Business and Finance

Kenya says national green energy policy ready

By XINHUA

Posted  Wednesday, June 6  2012 at  13:54

Kenya has finalised a national policy that will enable ordinary citizens benefit from revenue accrued from green energy projects in the form of carbon credits paid as compensation for not emitting environmentally polluting gases when generating power.

The government confirmed on Wednesday during the World Environment Day celebrations in Nairobi that the policy is now complete and will be released to the public for debate soon.

"Our intention is to see to it that ordinary people are able to benefit from revenue generated through carbon trading," said Alexander Akusa, the Coordinator of Climate Change Coordination Unit at the Office of the Prime Minister.

The new policy has been developed by the Ministry of Finance in coordination with the Office of the Prime Minister.

Among the key proposals by the proposed policy is the introduction of a carbon credits exchange market at the Nairobi Securities Exchange (NSE) to make Kenya the hub of trading carbon credits in Africa and offer an opportunity for retail investors' benefit from this trade.

Kenya already hosts the Africa Carbon Exchange, a stock market for environment assets, where buyers bid for and buy carbon credit certificates on offer.

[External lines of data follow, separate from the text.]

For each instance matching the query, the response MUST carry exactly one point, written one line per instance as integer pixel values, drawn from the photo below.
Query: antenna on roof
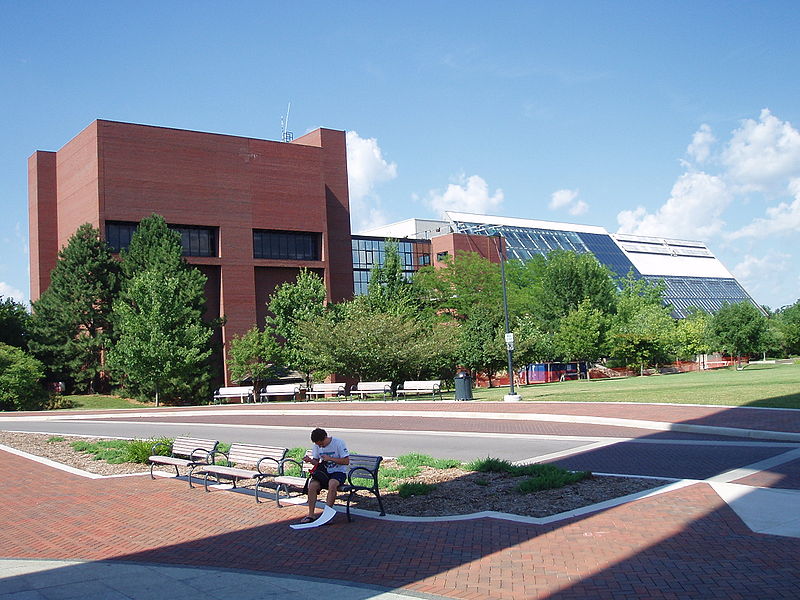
(286, 135)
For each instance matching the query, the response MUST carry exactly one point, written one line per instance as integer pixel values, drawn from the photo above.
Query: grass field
(776, 386)
(98, 401)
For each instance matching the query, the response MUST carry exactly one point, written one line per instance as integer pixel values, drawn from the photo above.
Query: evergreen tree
(71, 325)
(14, 323)
(20, 380)
(155, 246)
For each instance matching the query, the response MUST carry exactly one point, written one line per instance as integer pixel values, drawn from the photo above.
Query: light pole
(512, 396)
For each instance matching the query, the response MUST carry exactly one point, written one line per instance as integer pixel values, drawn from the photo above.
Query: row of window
(202, 241)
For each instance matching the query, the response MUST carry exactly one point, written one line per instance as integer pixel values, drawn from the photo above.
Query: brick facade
(115, 171)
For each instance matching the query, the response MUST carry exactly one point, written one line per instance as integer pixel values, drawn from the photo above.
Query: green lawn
(98, 402)
(776, 386)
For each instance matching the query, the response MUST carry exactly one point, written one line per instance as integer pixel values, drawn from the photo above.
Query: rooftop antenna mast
(286, 135)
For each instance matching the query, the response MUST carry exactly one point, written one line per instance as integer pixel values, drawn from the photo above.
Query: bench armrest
(153, 450)
(282, 464)
(278, 466)
(373, 474)
(208, 458)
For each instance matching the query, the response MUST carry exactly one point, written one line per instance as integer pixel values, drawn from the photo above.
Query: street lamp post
(512, 396)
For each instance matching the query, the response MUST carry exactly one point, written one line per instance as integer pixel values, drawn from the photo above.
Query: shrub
(59, 402)
(139, 451)
(424, 460)
(490, 465)
(415, 489)
(551, 480)
(540, 476)
(20, 376)
(112, 451)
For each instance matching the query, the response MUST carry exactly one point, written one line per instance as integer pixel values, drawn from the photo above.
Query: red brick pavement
(717, 416)
(684, 544)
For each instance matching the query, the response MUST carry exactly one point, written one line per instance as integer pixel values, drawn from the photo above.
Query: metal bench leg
(380, 502)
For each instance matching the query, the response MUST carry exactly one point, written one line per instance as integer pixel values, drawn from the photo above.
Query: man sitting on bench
(330, 458)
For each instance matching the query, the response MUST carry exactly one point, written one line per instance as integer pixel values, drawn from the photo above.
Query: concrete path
(728, 535)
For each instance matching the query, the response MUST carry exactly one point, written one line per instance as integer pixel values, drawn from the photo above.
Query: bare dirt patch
(456, 491)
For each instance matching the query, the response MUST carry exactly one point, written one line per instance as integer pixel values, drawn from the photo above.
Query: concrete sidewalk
(107, 580)
(135, 537)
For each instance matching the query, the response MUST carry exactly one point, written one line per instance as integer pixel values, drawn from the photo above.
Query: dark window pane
(282, 245)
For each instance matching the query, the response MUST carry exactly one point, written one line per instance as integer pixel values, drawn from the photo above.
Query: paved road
(627, 443)
(718, 538)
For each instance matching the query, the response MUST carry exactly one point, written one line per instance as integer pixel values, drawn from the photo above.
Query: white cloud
(694, 210)
(568, 199)
(784, 218)
(468, 194)
(6, 291)
(562, 198)
(366, 168)
(769, 277)
(762, 155)
(755, 267)
(702, 140)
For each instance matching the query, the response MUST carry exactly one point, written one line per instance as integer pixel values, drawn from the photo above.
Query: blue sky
(661, 118)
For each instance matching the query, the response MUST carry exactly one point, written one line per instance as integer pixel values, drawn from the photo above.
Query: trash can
(463, 386)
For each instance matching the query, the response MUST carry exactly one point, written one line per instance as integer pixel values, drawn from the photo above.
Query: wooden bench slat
(185, 452)
(362, 467)
(251, 455)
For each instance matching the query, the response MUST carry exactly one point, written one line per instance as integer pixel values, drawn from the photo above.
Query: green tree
(20, 380)
(71, 326)
(551, 287)
(162, 343)
(463, 285)
(14, 323)
(255, 355)
(353, 341)
(293, 303)
(533, 343)
(738, 329)
(389, 291)
(692, 334)
(481, 347)
(642, 331)
(788, 320)
(580, 333)
(157, 248)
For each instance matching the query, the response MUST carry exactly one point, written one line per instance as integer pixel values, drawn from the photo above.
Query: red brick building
(251, 212)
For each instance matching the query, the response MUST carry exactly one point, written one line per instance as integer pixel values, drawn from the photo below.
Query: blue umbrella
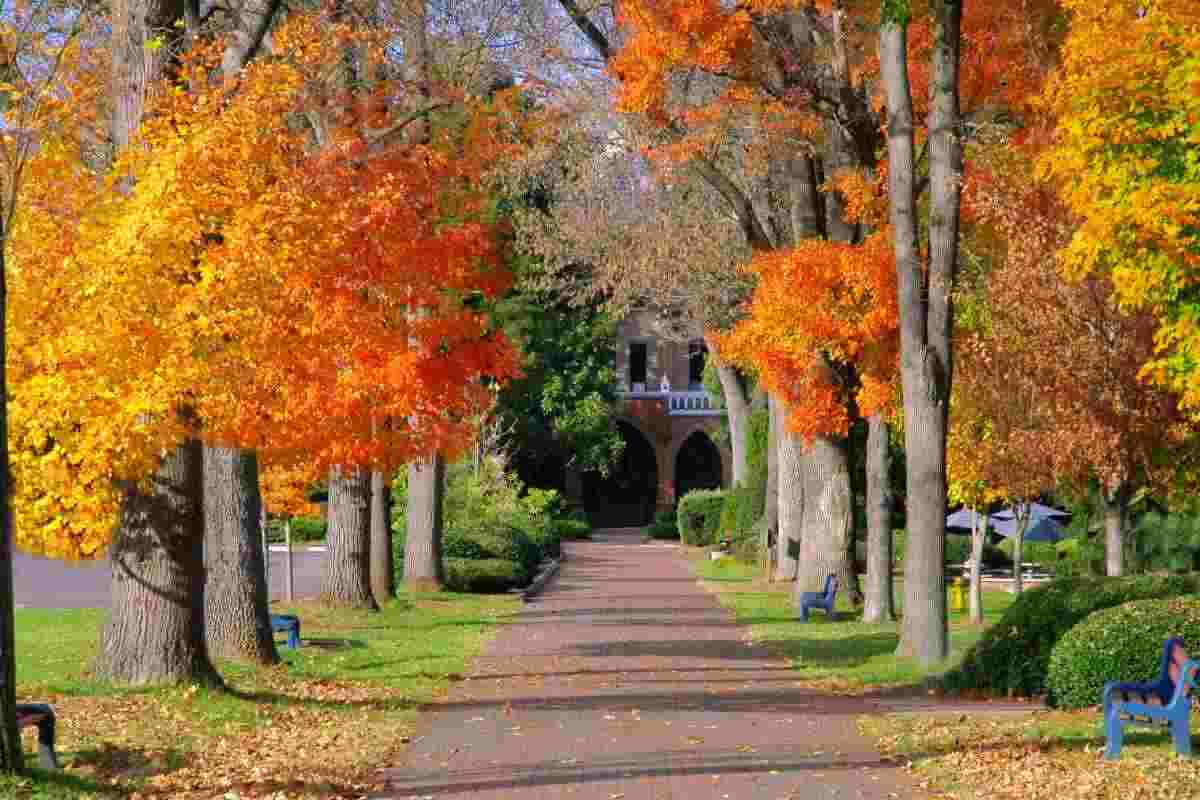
(1037, 511)
(967, 518)
(1036, 530)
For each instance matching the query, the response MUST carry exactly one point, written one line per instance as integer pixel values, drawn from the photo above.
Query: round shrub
(699, 516)
(463, 545)
(484, 576)
(1122, 643)
(1013, 655)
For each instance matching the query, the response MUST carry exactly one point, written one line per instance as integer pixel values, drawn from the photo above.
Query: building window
(697, 354)
(637, 361)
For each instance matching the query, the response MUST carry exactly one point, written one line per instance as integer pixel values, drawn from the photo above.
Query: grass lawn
(1037, 756)
(841, 655)
(317, 726)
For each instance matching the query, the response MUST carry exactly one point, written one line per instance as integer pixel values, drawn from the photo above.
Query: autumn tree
(40, 74)
(300, 342)
(1125, 106)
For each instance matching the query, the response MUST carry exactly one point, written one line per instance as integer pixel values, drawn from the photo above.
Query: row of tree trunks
(423, 545)
(383, 578)
(879, 606)
(791, 497)
(235, 601)
(827, 530)
(155, 630)
(347, 579)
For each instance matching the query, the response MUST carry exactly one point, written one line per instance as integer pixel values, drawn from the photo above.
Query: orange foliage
(821, 331)
(251, 290)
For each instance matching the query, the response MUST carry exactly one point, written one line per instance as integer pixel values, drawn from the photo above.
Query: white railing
(689, 403)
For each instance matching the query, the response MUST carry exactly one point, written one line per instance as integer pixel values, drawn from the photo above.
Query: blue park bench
(1175, 709)
(41, 715)
(288, 624)
(822, 600)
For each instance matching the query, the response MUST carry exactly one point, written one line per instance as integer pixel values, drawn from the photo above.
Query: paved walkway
(628, 681)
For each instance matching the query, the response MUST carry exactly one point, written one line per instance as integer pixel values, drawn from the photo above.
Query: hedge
(699, 516)
(483, 576)
(1123, 643)
(1013, 655)
(571, 529)
(665, 525)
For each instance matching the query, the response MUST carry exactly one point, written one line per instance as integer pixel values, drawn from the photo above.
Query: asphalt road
(46, 583)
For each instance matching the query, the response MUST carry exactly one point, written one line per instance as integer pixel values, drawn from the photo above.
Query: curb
(549, 571)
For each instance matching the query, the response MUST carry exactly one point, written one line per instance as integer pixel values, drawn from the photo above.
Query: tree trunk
(791, 498)
(237, 612)
(423, 547)
(1114, 531)
(925, 311)
(1019, 551)
(155, 629)
(771, 511)
(737, 405)
(11, 759)
(383, 578)
(977, 534)
(828, 523)
(347, 582)
(880, 605)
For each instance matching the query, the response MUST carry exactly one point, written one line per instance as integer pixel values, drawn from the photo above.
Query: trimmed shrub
(699, 516)
(741, 510)
(665, 525)
(1043, 553)
(1122, 643)
(1014, 654)
(547, 541)
(485, 576)
(571, 529)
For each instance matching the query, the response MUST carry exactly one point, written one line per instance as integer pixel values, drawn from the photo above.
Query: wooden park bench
(41, 715)
(1174, 709)
(288, 624)
(822, 600)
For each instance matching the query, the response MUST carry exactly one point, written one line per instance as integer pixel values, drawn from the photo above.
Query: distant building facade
(670, 426)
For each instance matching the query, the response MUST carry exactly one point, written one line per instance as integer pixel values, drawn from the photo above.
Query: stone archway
(627, 497)
(697, 464)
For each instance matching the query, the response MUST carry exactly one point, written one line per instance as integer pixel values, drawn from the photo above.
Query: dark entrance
(697, 465)
(625, 498)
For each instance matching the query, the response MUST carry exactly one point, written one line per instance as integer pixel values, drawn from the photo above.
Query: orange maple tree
(265, 287)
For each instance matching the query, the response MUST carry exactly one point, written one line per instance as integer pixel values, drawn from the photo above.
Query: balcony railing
(688, 403)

Carbon credit is a system where one tonne of carbon dioxide or other environmentally harmful gases are traded, giving the buyer of one unit or carbon credit the right to emit similar volume of the gas while the seller benefits from undertaking an activity that reduces the emission of a similar quantity of the harmful gases.

Beneficiaries are usually investors in green energy projects like wind power, geothermal, solar power and certain hydropower projects that do not interfere with the environment in their development or operations.

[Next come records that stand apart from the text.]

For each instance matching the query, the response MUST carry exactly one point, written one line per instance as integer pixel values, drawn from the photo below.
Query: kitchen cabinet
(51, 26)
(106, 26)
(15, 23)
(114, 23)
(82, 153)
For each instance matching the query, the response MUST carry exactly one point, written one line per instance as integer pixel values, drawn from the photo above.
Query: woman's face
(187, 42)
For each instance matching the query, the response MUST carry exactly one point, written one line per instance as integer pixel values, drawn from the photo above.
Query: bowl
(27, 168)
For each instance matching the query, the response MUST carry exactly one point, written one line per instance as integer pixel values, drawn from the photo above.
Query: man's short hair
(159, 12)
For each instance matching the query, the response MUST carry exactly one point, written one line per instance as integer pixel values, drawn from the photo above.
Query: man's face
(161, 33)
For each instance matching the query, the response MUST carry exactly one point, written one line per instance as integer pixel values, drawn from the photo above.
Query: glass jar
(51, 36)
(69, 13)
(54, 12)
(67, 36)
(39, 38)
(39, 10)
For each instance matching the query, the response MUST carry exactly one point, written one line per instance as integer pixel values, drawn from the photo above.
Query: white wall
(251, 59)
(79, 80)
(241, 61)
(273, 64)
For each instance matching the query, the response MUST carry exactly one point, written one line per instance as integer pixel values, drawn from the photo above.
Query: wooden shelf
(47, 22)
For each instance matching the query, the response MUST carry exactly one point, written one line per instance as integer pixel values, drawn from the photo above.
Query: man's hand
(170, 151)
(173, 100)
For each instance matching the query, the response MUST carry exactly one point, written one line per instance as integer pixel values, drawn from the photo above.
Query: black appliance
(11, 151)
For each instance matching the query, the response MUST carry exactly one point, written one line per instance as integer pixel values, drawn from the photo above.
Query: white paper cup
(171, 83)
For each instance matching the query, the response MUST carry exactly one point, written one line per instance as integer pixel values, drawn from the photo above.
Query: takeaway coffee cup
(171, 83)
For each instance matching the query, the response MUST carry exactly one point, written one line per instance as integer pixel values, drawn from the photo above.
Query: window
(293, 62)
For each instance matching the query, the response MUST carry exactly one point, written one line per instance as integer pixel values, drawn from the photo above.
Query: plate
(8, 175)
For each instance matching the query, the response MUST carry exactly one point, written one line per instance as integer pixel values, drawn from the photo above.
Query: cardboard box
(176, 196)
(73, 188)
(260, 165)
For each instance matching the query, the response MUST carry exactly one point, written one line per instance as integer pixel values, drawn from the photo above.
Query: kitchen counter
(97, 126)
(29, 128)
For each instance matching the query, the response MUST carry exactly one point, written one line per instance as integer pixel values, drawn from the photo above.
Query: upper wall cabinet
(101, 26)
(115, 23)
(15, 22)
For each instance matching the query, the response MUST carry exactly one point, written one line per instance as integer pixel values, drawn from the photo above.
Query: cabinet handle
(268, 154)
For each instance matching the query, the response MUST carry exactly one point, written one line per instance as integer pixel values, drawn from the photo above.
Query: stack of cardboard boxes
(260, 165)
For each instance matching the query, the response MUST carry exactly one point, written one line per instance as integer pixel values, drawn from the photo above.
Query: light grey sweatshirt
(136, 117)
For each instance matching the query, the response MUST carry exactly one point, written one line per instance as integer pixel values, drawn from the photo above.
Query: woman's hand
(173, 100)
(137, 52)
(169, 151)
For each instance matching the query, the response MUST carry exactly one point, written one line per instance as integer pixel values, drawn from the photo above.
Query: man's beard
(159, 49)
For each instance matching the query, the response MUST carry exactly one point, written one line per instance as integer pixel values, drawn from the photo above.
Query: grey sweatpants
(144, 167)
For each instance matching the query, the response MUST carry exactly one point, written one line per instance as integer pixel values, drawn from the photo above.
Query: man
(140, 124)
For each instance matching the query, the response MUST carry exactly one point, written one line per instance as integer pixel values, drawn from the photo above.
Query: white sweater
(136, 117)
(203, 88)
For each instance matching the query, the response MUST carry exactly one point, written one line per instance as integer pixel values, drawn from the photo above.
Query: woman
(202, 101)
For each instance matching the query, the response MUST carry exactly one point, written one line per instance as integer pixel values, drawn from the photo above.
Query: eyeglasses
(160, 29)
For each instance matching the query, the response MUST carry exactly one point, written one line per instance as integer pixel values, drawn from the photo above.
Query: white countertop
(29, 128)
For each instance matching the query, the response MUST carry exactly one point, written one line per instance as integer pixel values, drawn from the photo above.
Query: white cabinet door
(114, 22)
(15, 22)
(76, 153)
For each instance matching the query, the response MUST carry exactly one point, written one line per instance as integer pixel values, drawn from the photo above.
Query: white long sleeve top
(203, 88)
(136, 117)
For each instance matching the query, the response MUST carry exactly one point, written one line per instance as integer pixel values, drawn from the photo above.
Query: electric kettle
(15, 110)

Buyers are mostly industrialized or newly industrialized countries whose industries depend on fossil fuels.

Mr Akusa said Kenya's Ministry of Environment and Mineral Resources has also developed a National Climate Change Roadmap that will add to the policy measures that are being taken to ensure the country fully benefits from the carbon credits market.

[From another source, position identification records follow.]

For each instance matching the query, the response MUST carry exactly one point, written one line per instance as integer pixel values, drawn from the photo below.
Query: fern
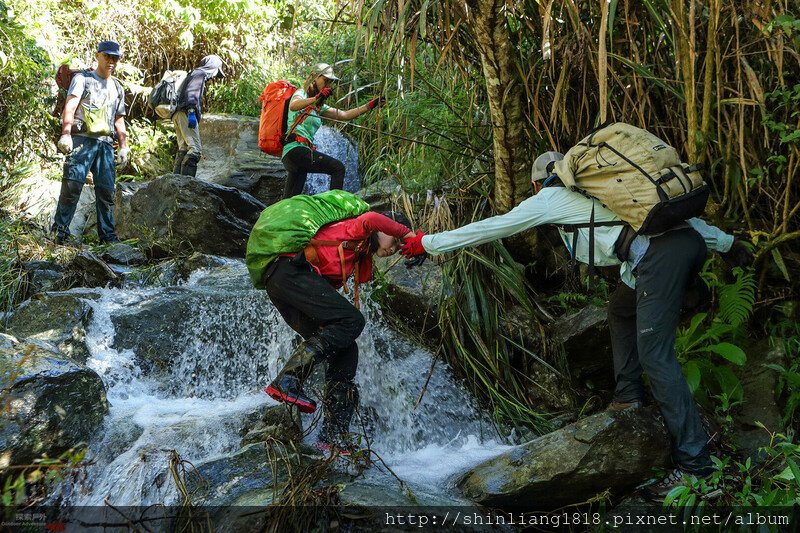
(736, 300)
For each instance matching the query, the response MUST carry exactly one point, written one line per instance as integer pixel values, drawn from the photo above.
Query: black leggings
(313, 308)
(300, 160)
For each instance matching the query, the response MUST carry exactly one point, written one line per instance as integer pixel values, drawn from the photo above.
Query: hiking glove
(324, 94)
(376, 102)
(739, 255)
(65, 143)
(415, 261)
(123, 156)
(413, 247)
(192, 118)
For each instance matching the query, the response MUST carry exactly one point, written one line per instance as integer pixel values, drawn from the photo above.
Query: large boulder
(587, 347)
(412, 295)
(57, 318)
(183, 213)
(88, 270)
(231, 157)
(611, 450)
(52, 403)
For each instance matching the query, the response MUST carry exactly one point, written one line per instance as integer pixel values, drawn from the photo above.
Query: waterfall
(330, 141)
(231, 345)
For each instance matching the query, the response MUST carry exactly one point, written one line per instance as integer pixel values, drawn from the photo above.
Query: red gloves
(376, 102)
(413, 247)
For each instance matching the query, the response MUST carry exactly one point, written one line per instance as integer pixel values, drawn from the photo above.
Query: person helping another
(300, 156)
(339, 238)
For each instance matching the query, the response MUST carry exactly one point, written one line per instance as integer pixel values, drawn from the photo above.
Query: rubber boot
(189, 167)
(179, 161)
(341, 402)
(287, 387)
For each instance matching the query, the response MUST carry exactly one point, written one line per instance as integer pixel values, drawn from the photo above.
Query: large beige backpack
(636, 175)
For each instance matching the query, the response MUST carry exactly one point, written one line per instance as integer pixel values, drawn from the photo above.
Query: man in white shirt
(93, 118)
(643, 313)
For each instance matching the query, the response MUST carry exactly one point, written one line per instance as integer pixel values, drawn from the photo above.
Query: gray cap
(109, 47)
(540, 171)
(324, 69)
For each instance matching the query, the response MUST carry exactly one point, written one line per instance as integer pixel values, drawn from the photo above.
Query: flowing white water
(228, 350)
(330, 141)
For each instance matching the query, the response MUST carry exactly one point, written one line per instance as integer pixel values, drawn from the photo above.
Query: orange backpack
(274, 112)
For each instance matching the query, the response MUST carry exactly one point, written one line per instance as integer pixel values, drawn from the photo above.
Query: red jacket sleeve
(370, 222)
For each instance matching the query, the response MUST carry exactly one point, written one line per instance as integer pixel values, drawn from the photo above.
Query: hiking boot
(622, 406)
(676, 478)
(179, 161)
(287, 387)
(189, 166)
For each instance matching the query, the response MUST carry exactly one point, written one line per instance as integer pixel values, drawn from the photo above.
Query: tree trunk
(506, 96)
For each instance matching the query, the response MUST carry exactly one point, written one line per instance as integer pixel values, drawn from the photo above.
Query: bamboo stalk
(602, 61)
(708, 77)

"The intention of all these policy initiatives is to ensure that the private sector drives the growth of green economy. We want to create awareness and also appropriate facilitation for generating income from the green activities," said Mr Akusa.

"Early this year, the Office of the Prime Minister invited all organizations dealing with climate change issues and the green economy to submit their profiles. Out of the 260 organizations that did, most are community based organisations and non-profit groups. A negligible number of them are private companies.

"We want this to change," said Akusa in an interview with new agency Xinhua in Nairobi.

Kenya is currently pursuing a deliberate policy of developing climate change adaptation projects instead of mitigation projects because the country emits insignificant volume of environmentally harmful gases.

"The beauty with climate change adaptation projects is that they help accelerate the development of a green economy in our country and enable Kenyan benefit from arising benefits like carbon credit revenues," said Mr Akusa.